A parsed configuration is very similar to a syntax tree. To create a new node type, you should inherit from one of the abstract types. Internal vocabulary is taken from the YAML spec rather than the Ruby names (ie, sequence vs array, mapping vs hash).
Scalar Values
Most of the time, scalar values are just strings. In fact, if you create a new scalar node class and don't specify and other supported type, it will treat everything as string.
module Travis::Yaml::Nodes
class Example < Scalar
end
end
This will parse foo
to "foo"
and 1.10
to 1.10
. This will also generate a warning and discard values like !float 1.10
.
Value Types
You can also allow other types and change the default type unsupported implicit types are cast to.

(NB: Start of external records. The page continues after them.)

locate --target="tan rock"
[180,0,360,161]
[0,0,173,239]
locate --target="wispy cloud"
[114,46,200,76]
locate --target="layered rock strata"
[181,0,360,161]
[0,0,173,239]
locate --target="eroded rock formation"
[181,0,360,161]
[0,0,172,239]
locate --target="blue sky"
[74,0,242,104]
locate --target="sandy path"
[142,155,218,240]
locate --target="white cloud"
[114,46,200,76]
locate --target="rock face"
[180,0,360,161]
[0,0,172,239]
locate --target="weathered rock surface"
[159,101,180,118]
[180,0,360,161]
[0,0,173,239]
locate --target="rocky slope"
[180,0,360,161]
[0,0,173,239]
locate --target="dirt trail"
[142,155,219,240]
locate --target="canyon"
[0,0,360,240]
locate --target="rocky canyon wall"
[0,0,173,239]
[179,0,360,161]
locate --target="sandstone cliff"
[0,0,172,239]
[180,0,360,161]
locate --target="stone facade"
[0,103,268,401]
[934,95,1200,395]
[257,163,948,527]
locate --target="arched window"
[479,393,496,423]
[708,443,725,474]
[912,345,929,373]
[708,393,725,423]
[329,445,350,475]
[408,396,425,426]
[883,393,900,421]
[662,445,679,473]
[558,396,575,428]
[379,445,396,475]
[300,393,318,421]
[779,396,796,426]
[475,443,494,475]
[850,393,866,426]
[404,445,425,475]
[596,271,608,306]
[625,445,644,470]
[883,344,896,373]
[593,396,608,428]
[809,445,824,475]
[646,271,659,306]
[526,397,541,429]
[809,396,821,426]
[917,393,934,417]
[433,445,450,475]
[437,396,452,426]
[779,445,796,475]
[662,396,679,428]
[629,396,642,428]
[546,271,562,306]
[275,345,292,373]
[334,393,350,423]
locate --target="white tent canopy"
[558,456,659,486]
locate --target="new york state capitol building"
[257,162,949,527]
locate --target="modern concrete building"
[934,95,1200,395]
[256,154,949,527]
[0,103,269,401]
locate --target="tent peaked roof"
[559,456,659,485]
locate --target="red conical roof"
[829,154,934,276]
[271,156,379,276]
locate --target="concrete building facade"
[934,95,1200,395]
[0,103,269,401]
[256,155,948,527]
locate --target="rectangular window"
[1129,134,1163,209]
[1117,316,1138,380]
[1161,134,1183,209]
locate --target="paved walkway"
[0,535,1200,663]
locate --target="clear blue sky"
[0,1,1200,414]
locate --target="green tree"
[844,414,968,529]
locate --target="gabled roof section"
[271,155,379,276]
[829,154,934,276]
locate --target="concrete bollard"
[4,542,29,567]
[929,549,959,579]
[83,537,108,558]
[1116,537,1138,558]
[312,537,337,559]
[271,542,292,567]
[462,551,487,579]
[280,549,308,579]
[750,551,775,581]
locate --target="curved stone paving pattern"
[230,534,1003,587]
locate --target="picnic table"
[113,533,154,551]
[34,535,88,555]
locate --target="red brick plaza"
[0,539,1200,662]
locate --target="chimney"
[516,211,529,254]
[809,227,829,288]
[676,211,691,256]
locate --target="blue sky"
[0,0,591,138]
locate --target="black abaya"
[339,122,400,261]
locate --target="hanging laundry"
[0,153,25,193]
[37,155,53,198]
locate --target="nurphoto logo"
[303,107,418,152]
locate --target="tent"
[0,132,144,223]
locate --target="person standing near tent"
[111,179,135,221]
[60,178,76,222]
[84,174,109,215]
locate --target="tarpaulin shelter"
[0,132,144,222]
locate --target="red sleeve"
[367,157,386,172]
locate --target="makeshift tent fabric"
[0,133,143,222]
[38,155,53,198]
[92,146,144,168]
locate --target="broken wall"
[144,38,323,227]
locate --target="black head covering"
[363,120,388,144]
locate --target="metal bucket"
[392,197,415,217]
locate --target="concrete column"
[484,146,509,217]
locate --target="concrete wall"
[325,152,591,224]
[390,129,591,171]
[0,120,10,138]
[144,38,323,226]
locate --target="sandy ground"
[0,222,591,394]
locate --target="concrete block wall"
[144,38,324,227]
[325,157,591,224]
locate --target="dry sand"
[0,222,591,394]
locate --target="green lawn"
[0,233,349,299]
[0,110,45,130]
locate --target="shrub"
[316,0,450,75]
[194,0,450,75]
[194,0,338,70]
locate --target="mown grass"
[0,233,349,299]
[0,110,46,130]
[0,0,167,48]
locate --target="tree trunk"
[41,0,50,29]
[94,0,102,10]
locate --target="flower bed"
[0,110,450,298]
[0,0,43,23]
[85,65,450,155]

module Travis::Yaml::Nodes
class Example < Scalar
cast :str, :binary, :int
default_type :int
end
end
Available types are str
, binary
, bool
, float
, int
, time
, regexp
, secure
and null
.
Default Value
It is also possible to give a scalar a default value.
module Travis::Yaml::Nodes
class Example < Scalar
default_value "example"
end
end
This is handy when using it for a required entry in a mapping (for instance, language
is required, but has a default).
Fixed Value Set
For entries that have a well defined set of values, you can inherit from FixedValue
:
module Travis::Yaml::Nodes
class Example < FixedValue
ignore_case
default_value :example
value :foo, :bar, baz: :bar
end
end
This will, for example, map FOO
to "foo"
, baz
to "bar"
, and blah
to "example"
(and generate a warning about blah
being not supported).
Shorthands
There are shorthands for creating Scalar
and FixedValue
subclasses:
module Travis::Yaml::Nodes
class Example < Map
map :foo, to: Scalar[:int]
map :bar, to: FixedValue[:foo, :bar]
end
end
Sequences
Sequences correspond to Ruby arrays. If you pass in a scalar or mapping instead of a sequence, it will be treated as if it was a sequence with a single entry of that value.
module Travis::Yaml::Nodes
class ExampleList < Sequence
type ExampleValue # node type, defaults to Scalar
end
end
Mappings
Mappings correspond to hashes in Ruby.
module Travis::Yaml::Nodes
class ExampleMapping < Mapping
# map the value for the "example" key to an Example node
# map the value for the "other" key to an Other node
map :example, :other
# map the values for "foo" and "bar" to a Scalar
map :foo, :bar, to: Scalar
# map "list" to a Sequence, keep it even if it's empty
map :list, to: Sequence, drop_empty: false
# require "setting" to be present
map :setting, required: true
# make "option" an alias for "setting"
map :option, to: :setting
# if a scalar is passed in instead of a mapping, treat it as
# the value of "setting" ("foo" becomes { setting: "foo" })
prefix_scalar :setting
end
end
Open Mappings
Sometimes it is not possible to define all available keys for a mapping. You can solve this by using an open mapping:
module Travis::Yaml::Nodes
class ExampleMapping < OpenMapping
# node type for entries not specified (defaults to Scalar)
default_type ExampleValue
# map "setting" to Setting node, make it a requirement
map :setting, required: true
end
end
You can also limit the possible keys by overriding accept_key?
.
module Travis::Yaml::Nodes
class ExampleMapping < OpenMapping
default_type ExampleValue
def accept_key?(key)
key.start_with? "example_"
end
end
end
Additional Verification
Besides the generated warnings, validations and normalizations inherent to the structure, you can define your own checks and normalizations by overriding the verify
method.
module Travis::Yaml::Nodes
class Example < Scalar
def verify
if value == "foo"
warning "foo is deprecated, using bar instead"
self.value = "bar"
end
super
end
end
end
The warning
method will generate track a warning, so it can be presented to the user later on. The error
method will lead to the node being removed from its parent node. It will also propagate the error message as a warning in the parent node.
Nested Warnings
When reflecting upon a node, warnings
and errors
will only contain the messages for that specific node. To get all the warnings for the entire tree, use nested_warnings
, which will also give you the path (as array of strings).
config.nested_warnings.each do |path, message|
p path # ["my", "example", "key"]
p message # "this is the warning"
end
Requirements
This project requires Ruby 1.9.3 or 2.0.0 and Psych ~> 2.0 (part of the stdlib).